Asante M A, Mendall M A, Finlayson C, Ballam L, Northfield T
Department of Gastroenterology, St George's Hospital Medical School, London, UK.
Eur J Gastroenterol Hepatol. 1998 Oct;10(10):843-6. doi: 10.1097/00042737-199810000-00005.
It is unclear whether near-patient whole-blood diagnostic tests for Helicobacter pylori are of comparable accuracy to laboratory based ELISA for screening of dyspeptic patients prior to endoscopy.
To compare two ELISA and two whole-blood tests in order to determine whether near-patient H. pylori diagnostic tests are an acceptable alternative to laboratory based ELISA tests for screening of dyspeptic patients prior to endoscopy.
One hundred and seven consecutive patients with dyspepsia (median age, 32 years; range, 16-45 years) were evaluated with Helico-G ELISA, Hmcap ELISA and Helisal whole-blood tests. A further 111 dyspeptic patients (median age, 51 years; range, 16-96 years) were evaluated with the Immunocard whole-blood test only.
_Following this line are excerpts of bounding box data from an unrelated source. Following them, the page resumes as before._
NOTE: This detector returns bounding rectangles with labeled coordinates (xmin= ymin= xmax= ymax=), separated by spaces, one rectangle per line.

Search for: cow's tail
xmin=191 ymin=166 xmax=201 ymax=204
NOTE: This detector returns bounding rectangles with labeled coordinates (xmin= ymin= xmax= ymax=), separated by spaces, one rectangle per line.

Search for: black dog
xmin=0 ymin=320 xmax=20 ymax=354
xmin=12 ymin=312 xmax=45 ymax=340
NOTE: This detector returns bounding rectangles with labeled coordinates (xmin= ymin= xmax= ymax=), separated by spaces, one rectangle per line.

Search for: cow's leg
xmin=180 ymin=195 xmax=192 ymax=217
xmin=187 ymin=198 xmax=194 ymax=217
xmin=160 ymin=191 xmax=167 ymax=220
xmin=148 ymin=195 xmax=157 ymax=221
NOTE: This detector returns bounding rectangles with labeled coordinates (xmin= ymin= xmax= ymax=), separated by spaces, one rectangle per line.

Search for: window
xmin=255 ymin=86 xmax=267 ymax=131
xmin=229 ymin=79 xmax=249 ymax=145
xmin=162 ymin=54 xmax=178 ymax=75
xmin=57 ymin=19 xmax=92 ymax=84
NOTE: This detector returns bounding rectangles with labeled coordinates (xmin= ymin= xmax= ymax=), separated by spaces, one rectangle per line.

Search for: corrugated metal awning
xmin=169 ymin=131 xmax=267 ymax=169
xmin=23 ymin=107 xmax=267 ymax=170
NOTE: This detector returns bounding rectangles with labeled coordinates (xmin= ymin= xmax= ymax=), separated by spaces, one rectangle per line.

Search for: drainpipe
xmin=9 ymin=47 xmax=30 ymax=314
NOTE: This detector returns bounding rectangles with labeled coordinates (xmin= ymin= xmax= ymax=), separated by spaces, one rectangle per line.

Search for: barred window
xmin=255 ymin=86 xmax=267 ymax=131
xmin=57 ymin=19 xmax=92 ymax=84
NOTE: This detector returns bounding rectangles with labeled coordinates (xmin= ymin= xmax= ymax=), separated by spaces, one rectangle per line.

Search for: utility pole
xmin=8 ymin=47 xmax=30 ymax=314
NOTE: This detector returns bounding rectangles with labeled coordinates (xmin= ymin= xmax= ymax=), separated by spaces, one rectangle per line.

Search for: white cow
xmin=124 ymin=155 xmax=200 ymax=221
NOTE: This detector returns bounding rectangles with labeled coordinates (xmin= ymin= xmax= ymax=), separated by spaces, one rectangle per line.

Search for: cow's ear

The 'gold standard' for infection was based on histology and the rapid urease test (CLO).
Compared to the Helico-G test, both near-patient tests had a higher false negative rate (23-37% vs 5%, P< 0.003), and lower sensitivity and negative predictive value. The Immunocard had a higher specificity than did the Helisal (87% vs 63%, P=0.006); otherwise both near-patient whole-blood tests had similar performance. At a sensitivity of 95%, the Hmcap ELISA was more specific than the Helico-G ELISA (75% vs 67%) and had fewer false positives (25% vs 32%). The near-patient tests would wrongly classify up to 40% H. pylori positive dyspeptic patients and exclude them from endoscopy, compared to 5-6% for ELISA.
Near-patient whole-blood H. pylori diagnostic tests are less accurate and thus not an acceptable alternative to laboratory based ELISA tests.
对于消化不良患者,在进行内镜检查前,用于检测幽门螺杆菌的即时全血诊断试验的准确性是否与基于实验室的酶联免疫吸附测定(ELISA)相当尚不清楚。
比较两种ELISA试验和两种全血试验,以确定用于消化不良患者内镜检查前筛查的即时幽门螺杆菌诊断试验是否可作为基于实验室的ELISA试验的可接受替代方法。
对107例连续的消化不良患者(中位年龄32岁;范围16 - 45岁)进行Helico - G ELISA、Hmcap ELISA和Helisal全血试验评估。另外111例消化不良患者(中位年龄51岁;范围16 - 96岁)仅进行免疫卡全血试验评估。感染的“金标准”基于组织学检查和快速尿素酶试验(CLO)。
与Helico - G试验相比,两种即时检测试验的假阴性率更高(23% - 37%对5%,P < 0.003),敏感性和阴性预测值更低。免疫卡的特异性高于Helisal(87%对63%,P = 0.006);否则,两种即时全血试验的表现相似。在敏感性为95%时,Hmcap ELISA比Helico - G ELISA更具特异性(75%对67%),假阳性更少(25%对32%)。与ELISA的5% - 6%相比,即时检测试验会将高达40%的幽门螺杆菌阳性消化不良患者错误分类并使其无法接受内镜检查。
即时全血幽门螺杆菌诊断试验准确性较低,因此不能作为基于实验室的ELISA试验的可接受替代方法。